SECOND, the environmental benefits are debatable. And even if one buys into the manmade global warming theory, on-shore wind power or solar power would be considerably cheaper.
THIRD, the envisioned benefits from investing in an emerging technology are speculative. Why should Delawareans be asked to bear the cost of subsidizing such ventures, and who is going to make it up to them if the “bet” turns out to be a losing proposition?

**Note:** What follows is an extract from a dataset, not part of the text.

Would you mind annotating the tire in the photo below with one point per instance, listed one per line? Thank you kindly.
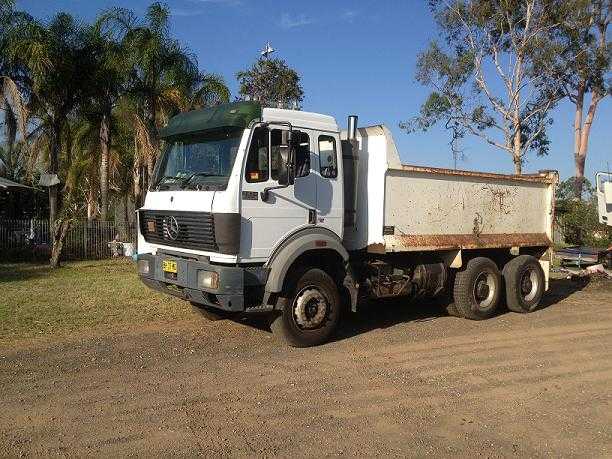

It may be instructive to consider the case that was made for subsidizing the Bloom Energy venture back in 2011. Delaware attracting Bloom Energy for high-tech manufacturing hub, Sen. Tom Carper, press release, 6/10/11. In summary:
High-tech manufacturing hub – innovative company that CNN once named “one of the 15 companies that will change the world” – hundreds of high-tech jobs – Bloom fuel cells already being used by the world’s largest companies – supply 30 megawatt power capacity over 21 years at a stable and competitive price – drastically reduce carbon emissions and virtually eliminate harmful airborne pollutants - above-market cost to Delaware residential ratepayers of “less than $0.70 per month” – laudatory comments of all concerned including Delaware’s governor and the three members of its congressional delegation.
Everyone who counted was in favor of the Bloom Energy incentives package at the time, but in hindsight it is generally perceived as a blunder. Bloom reveals $157M loss in ’17, Karl Baker, News Journal, 6/16/18.
Let’s hope the Working Group isn’t about to make a similar mistake.